Jan 29, 2011

Getting started with LibSVM.

Intro

This page is a tutorial on how to use LibSVM to a solve a simple, real world problem using a bash shell.

Process

Download LibSVM.
Untar and run make. ./configure not necessary.
Read Section A of this article. We are going to try the example in section A.1.
Download the training data here.
Scale the data: ./libsvm-3.0/svm-scale -l -1 -u 1 -s range1 svmguide1 > svmguide1.scale. This forces the dataset to be between -1 and 1. The name of the scale is range1 which will be used later.
Find the ideal parameter values: cd libsvm-3.0/tools/; python grid.py ../../svmguide1.scale; cd -. A plot will appear. this process takes significantly longer than the others. Just keep waiting. You have to cd to the tools directory for the python script to run properly. I got the result of 2.0 2.0 96.9893. I believe the first parameter is c and g is the second.
Using the above parameters, create the model: libsvm-3.0/svm-train -c 2 -g 2 svmguide1.scale. There will now be a svmguide1.scale.model file in your current directory.
Download the test data here.
Scale the test data: ./libsvm-3.0/svm-scale -r range1 svmguide1.t > svmguide1.t.scale
Run the test: ./libsvm-3.0/svm-predict svmguide1.t.scale svmguide1.scale.model svmguide1.t.predict
You should see an accuracy of “96.875%”.

Note: it would be easier to run tools/easy.py but this helps get an understanding of what it does underneath.

Data Files

The data files are a space-delimited array of tuples that start with the output classification. A sample line looks like this:

0 1:6.640930e-01 2:2.540829e+01 3:-1.155107e-01 4:4.739574e+01.

The above line shows a result for category “0”. The first parameter is 0.6640930, but is represented with the parameter number, a colon, and the number itself in scientific notation. The number does not have to be in scientific notation and is usually not in that form after it is scaled.

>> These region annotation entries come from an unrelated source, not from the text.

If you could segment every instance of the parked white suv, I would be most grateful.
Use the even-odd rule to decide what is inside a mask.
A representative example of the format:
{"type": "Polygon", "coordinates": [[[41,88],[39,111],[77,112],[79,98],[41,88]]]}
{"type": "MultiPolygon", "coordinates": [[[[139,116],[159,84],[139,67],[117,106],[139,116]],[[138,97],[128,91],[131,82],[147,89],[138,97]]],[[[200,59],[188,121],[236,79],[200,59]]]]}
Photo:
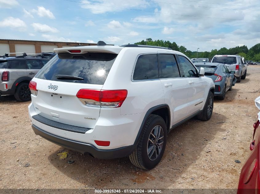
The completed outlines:
{"type": "Polygon", "coordinates": [[[170,131],[196,115],[209,120],[213,108],[212,79],[166,48],[54,49],[58,54],[30,84],[35,133],[95,158],[129,156],[137,166],[154,168],[170,131]]]}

Note that both training and test data have the exact same format. An interesting test is to run the model on the training data. I tried it on the above and got 97.1188% accuracy. If the accuracy is bad on the training data, there are probably serious issues.

Scaled Data

The scaling information for the scaled files are not stored in the data file. Instead there is a special file to store this information. svm-scale uses the -s parameter to save this special file and the -r parameter to read the file and apply the same scaling as the training data. Here are the contents of the file produced by the above commands:

x
-1 1
1 0 297.05
2 -4.555206 581.0731
3 -0.7524385 0.7170606
4 8.157474000000001 180

Details

The article we used as a basis was clear on the point to be sure to scale and optimize the parameters. In this case, parameter optimization didn’t add much accuracy but other examples in that article show that it can be a huge difference.

Prediction

Training and prediction are basically the same command. The predicted results are stored in yet another file. This file just contains the predicted values for each line of input. I made my own set of test data here:

0 1:2.612900e+00 2:1.832880e+01 3:1.222401e-01 4:7.389243e+01
0 1:2.004300e+01 2:2.822780e+02 3:2.021259e-01 4:1.411875e+02

The first line was taken from a “0” and the second line was taken from a “1” in the sample data set. As expected, svm-predict gave an accuracy of 50% and the predict’s output file has a 0 and 1 for the expecting line. I get an error when trying a letter or a “?” mark in the first character of every line. If I put a space for the first character, I get a 100% accuracy result and the predict file shows all “1’s”..beware of this wrong answer.

The best strategy when doing prediction is to simply leave the first character of every line as a “0”.